CHARITY DAY





Thirty members attended the annual charity day!  A soup lunch was provided by Alice Baumgartner, Madge Lindsay, Candy High, Diantha Hatch and Lori Jarmin with plenty of desserts to munch on.  There were 7 finished tops, 3 baby quilts and 65 pillowcases made.  A fun time was had by all of those members attending.
See end of blog for Alice's recipe for Loaded Baked Potato Soup.

 Julie Martin, Vee Gibson, Garnalee Harrington, Debbie Miles

             Candy High, Joyce Lewis, Tammie Bradley, Madge Lindsay, Mary Hege

     Janey Cook, Joyce Brower, Alice Baumgartner, Nancy Furniss

Valarie Lemas, Rita Harris, Trudy Stubbs, Linda Michaelson,
Lynn Williams, Linda Watson

          Sandra Shelley, Diantha Hatch, Stacey McClellan, Julia Wareing
                                                 
Editha VanOrden

Judy Kirkham
                                                  
 Connie Tabor-shown with boxes of fabric,
some of which was received from former member Z.Z. Gilmore

       One of 7 quilt tops made.


Members not shown:  Lori Jarmin, Joy Mecham, Jonnel Kelley,
and Audrey Eberhard

LOADED BAKED POTATO SOUP

 Ingredients:
4 cups of whole milk
4 cups of chicken broth/stock
1 large onion, diced finely
1 package of bacon, fried and chopped, save bacon grease
1 teaspoon of black pepper
1 teaspoon of salt
3/4 cup of butter
3/4 cup of flour
3 garlic cloves, minced
3 lbs of potatoes, scrubbed clean, skins on
8oz bag/block of shredded cheddar cheese
2 stalks of celery, diced
Sour Cream
Green Onions
Directions:
-Bake your potatoes until they are soft, just as if you were making a baked potato. I did mine in the microwave. (Don’t forget to pierce them so they don’t explode) Set them aside to cool so you can peel them.
-Cook your bacon in a large pan, remove grease except for 2-3 tablespoons, on low/med heat.
-Saute your onions in the bacon grease until they become translucent, add in the garlic. celery, salt, and pepper.
-Pour in your chicken stock and bring to a low boil. Stir frequently.
-Pour in 3 cups of milk, stir.
-In a separate sauce pan, melt the butter, add in the flour while whisking to make a roux. Let this cook for a min or so, do not let it burn.
-Whisk in 1 cup of the milk to the sauce pan, don’t stop whisking or it will be lumpy. You are making the thickening agent to the soup. Once this has thickened, pour into large soup pot while whisking in the soup pot.
-In a separate bowl, peel the skins off of your potatoes.
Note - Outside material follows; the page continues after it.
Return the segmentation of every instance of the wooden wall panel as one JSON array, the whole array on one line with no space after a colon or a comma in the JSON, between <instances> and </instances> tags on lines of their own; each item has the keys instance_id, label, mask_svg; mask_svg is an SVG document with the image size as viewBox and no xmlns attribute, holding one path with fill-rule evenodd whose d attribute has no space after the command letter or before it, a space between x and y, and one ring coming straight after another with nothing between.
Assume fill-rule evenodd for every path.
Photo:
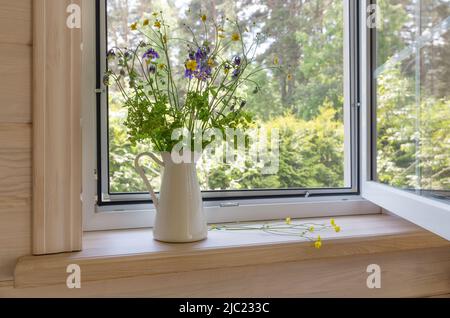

Cube your potatoes, and mash about 1/2 of them. Throw them into the soup pot.
– Once that comes together, pour in the entire 8oz bag of cheese.
-Stir, taste, and add seasoning as needed. I also add in about 1/3 of the chopped, cooked bacon at this point.
-Serve in a bowl with cheese, bacon, green onions, and sour cream.